By spinning off into an independent company, Global Brands won’t have to be so concerned about such competing interests and will be free to open more stores or pursue more advertising, things Li & Fung shied away from in the past, Rockowitz argued.
“We felt the only way to be free and really do the right things to build the business would be to spin off,” he explained. As an example, he noted that Global Brands, a $3.3 billion brand company, has only 4 stores. “I don’t think there’s any other brand company like this,” he said.
Though now separate, Global Brands and Li & Fung will continue to be connected with “at least” 50 percent of Global Brands’ sourcing to be done through Li & Fung. In reality, the figure is closer to 80 percent, executives said.
“Over the years, this business has grown rapidly with sales over $3 billion, Global Brands has reached the point where it should be listed in its own right. We are confident that Global Brands will develop into a major player in the global brand and fashion space worldwide,” Li & Fung chairman William Fung said during the listing ceremony at the Hong Kong stock exchange Wednesday morning.
The impetus to spin off Li & Fung’s brand portfolio started as early as three years ago but was put on hold for some time while the company restructured its North American business. “We hope to make sure that the things that went wrong in the past don’t go wrong in the future. It is more volatile, but it’s a higher-margin business, so I think it’s an opportunity for investors to make their decision,” Rockowitz said in March.
Global Brands has a portfolio of more than 350 brands of which 80 percent are licensed brands in which the company enters into 2 to 8 year licensing arrangements. The remainder are “controlled” brands that are either owned outright by the company or under a long-term agreement of at least 10 years. The controlled brands portfolio is fairly new, added on in the last 5 years. Brands in the portfolio include Frye, Spyder, licensed characters from Disney, Coach, Juicy Couture and Calvin Klein.
Li & Fung has been known to be quite active in the acquisitions space but Rockowitz said that for both Li & Fung and Global Brands, the focus would be on organic growth for the next three years. He also said that the company is not looking at any particular acquisitions at the moment.

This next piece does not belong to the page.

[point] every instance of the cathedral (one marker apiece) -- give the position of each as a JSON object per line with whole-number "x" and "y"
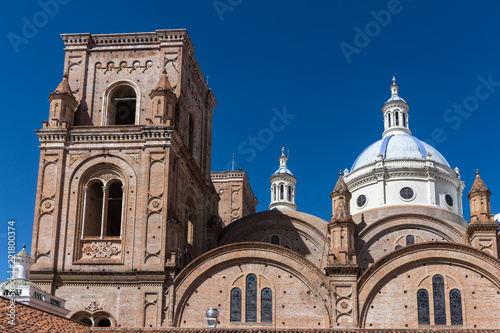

Analysts have mixed views on the spin-off. Aaron Fischer of CLSA wrote in a note last week that Global Brands is “now ready for a life of its own” and sees potential for the company to upgrade the license portfolio as well as greater potential for a ‘big win’ in the controlled brands division if one of the brands becomes a big hit.” Fischer has a buy rating on Li & Fung.
Taking a more pessimistic view is UBS analyst Spencer Leung who noted in May that Global Brands is taking on a higher proportion of Li & Fung’s liabilities – or 48 percent of the group’s net debt even though its size makes up only 15 percent of Li & Fung earnings before interest and taxes. Leung also noted that Global Brands faces increasing challenges in the private label business in the U.S.
Global Brands’ largest market is the U.S., making up about 85 percent of revenue. The company is “cautiously optimistic” on the outlook in North America, said Global Brands president Dow Famulak who noted that the market is starting to turn with categories such as white goods, home goods, large purchases and automobiles starting to turn. Apparel usually follows.
“It’s not wild growth but we’re seeing some very good steady growth,” Famulak said, forecasting “steady and continued growth.”